Ignacio Alvarez: Yes. I think — this is Ignacio. I think — thank you for the question. I think Evertec was the initial phase. It’s more than just Evertec. Obviously, Evertec has positioned ourselves to be able to begin to transform our technological foundation. So it’s more than just taking over the services Evertec was providing for us. That was an essential step. But obviously, our goal is to be able to compete with the different entities that are coming to the market, especially in terms of giving digital options to our clients. So yes, we aspire to be not best-in-class, top quartile in terms of the services and the products we can offer our clients. And Popular has traditionally been a leader in technology in Puerto Rico, and given what’s happening now, I think it’s more important than ever that we take this initiative on.

Timur Braziler: Okay. And then in terms of investing into this initiative, is the expectation kind of $50 million per year through ’25? Or does that ramp higher as you get closer to completion?

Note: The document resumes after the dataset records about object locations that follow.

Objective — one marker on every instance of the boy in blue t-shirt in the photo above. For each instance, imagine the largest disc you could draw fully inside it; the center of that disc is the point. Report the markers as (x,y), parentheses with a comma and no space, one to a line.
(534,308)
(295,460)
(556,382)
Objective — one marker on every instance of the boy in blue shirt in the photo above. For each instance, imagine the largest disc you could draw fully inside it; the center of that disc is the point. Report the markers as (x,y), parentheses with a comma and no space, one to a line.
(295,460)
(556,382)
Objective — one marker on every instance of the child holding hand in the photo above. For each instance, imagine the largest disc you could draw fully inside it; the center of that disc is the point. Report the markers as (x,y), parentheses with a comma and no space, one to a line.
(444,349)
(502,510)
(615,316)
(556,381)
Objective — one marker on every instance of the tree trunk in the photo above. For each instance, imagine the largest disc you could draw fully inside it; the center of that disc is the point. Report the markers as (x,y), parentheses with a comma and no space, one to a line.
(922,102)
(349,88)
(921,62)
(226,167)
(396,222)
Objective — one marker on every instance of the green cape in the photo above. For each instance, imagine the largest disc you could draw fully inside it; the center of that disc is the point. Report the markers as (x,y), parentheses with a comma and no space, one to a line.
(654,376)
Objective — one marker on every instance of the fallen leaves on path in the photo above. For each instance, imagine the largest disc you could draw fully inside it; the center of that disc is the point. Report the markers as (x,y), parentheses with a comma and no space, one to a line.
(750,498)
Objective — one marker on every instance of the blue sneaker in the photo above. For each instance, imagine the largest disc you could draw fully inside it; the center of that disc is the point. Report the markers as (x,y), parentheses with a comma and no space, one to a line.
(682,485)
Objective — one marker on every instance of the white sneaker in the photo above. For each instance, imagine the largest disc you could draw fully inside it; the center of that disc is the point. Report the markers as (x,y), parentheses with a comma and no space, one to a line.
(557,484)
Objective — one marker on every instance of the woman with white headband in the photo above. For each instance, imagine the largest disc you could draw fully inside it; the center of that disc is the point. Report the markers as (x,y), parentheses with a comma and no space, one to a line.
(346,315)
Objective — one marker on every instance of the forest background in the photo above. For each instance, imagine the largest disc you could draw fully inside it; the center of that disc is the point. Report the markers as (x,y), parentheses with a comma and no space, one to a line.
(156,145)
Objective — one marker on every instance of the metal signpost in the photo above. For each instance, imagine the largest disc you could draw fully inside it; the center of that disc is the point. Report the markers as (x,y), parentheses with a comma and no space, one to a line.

Carlos Vazquez: Yes. I’m not sure we being able to nail that down at this point in time, Timur. I think the — what we expect will happen over time is that the expense will shift from the present expense, which is more weighted towards professional services and consultants and people that are trying to help us stand up and set up what we want to do and where we want to go, it will shift to execution. So again, we haven’t nailed down the number looking forward in the composition of the expense will change into execution and putting in place the systems and the technology that we are designing and selecting right now.

Timur Braziler: Okay, great. And then maybe moving to NII and NIM. It looks like the inflection point happened here in the fourth quarter, just maybe an outlook for the magnitude of the remaining inflection as those public funds continue to lag already happened in interest rate hikes. And then more importantly, kind of once that lag is complete, what’s the outlook for NII and NIM growth from there?

Carlos Vazquez: Yes. The components that led to our margin coming down this quarter, those pressures still exist for the first quarter. Moving forward, you described them properly that the most important one being the increase in cost of public deposits. We — as we said last quarter, we expect NIM to retake an upward trend in 2023. Exactly in ’23, it happens — will depend on the interaction of the drivers. And you know what the drivers are, the rate of loan growth, the rate of change in interest rates and deposit balances are the biggest three drivers. And the interaction between those three will — this take exactly what happens in the year, but we do expect NIM to retake an upward trend in the year ’23.

Timur Braziler: Okay. Then maybe one last one for me, if I can. Just circling back on fee income, the guide for around 150 a quarter, I’m just wondering when does that inflect? And when do we start seeing some of the positive attributes from the combination with Evertec and getting those assets back in-house?